Antiresonance-Like Behavior in Carrier-Envelope-Phase-Sensitive Optical-Field Photoemission from Plasmonic Nanoantennas (1810.07744v1)

Abstract: Given the quasi-static nature of optical-field emission and the nontrivial dependence of the emission rate on the instantaneous electric field strength, the CEP-sensitive component of the emitted photocurrent is highly sensitive to the energy of the optical pulse, and should carry information about the underlying sub-cycle dynamics of electron emission. Here we examine CEP-sensitive photoemission from plasmonic gold nanoantennas excited with few-cycle optical pulses of increasing energy. We observe antiresonance-like features in the CEP-sensitive photocurrent; specifically, at a critical pulse energy, we observe a sharp dip in the magnitude of the CEP-sensitive photocurrent accompanied by a sudden shift of {\pi}-radians in the phase of the photocurrent.
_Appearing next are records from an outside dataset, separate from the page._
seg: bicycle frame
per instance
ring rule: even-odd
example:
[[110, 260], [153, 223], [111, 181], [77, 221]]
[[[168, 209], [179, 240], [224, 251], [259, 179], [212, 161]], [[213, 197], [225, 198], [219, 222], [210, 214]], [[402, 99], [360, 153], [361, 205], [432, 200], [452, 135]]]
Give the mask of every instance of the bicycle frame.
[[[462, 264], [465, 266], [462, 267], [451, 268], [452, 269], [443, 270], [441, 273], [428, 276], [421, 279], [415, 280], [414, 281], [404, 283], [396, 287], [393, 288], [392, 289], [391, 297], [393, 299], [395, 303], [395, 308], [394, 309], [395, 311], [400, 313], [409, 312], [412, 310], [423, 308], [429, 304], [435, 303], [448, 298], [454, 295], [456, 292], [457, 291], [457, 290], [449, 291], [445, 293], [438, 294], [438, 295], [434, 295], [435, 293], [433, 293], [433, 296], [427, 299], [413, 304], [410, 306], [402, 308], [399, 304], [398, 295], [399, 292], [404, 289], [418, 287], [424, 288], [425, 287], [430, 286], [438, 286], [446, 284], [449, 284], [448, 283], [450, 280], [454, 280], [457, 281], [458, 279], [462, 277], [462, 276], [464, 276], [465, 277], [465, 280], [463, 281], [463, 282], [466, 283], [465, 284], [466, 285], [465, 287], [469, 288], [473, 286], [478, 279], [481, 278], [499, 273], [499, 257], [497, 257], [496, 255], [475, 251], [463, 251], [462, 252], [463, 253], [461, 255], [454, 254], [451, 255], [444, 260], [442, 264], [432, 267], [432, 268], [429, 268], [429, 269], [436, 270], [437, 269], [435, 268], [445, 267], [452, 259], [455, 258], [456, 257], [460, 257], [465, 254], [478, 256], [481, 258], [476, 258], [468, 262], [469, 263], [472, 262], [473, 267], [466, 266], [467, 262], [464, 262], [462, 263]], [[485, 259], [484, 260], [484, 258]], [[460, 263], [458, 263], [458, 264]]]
Using a quasi-static tunneling emission model, we find that these antiresonance-like features arise due to competition between electron emission from neighboring optical half-cycles, and that they are highly sensitive to the precise shape of the driving optical waveform at the surface of the emitter. As the underlying mechanisms that produce the antiresonance-like features are a general consequence of nonlinear, field-driven photoemission, the antiresonance-like features could be used to probe sub-optical-cycle, sub-femtosecond emission processes, not only from solid-state emitters, but also from gas-phase atoms and molecules. Beyond applications in the study of ultrafast, field-driven electron physics, an understanding of these antiresonance-like features will be critical to the development of novel photocathodes for future time-domain metrology and microscopy applications that demand both attosecond temporal and nanometer spatial resolution.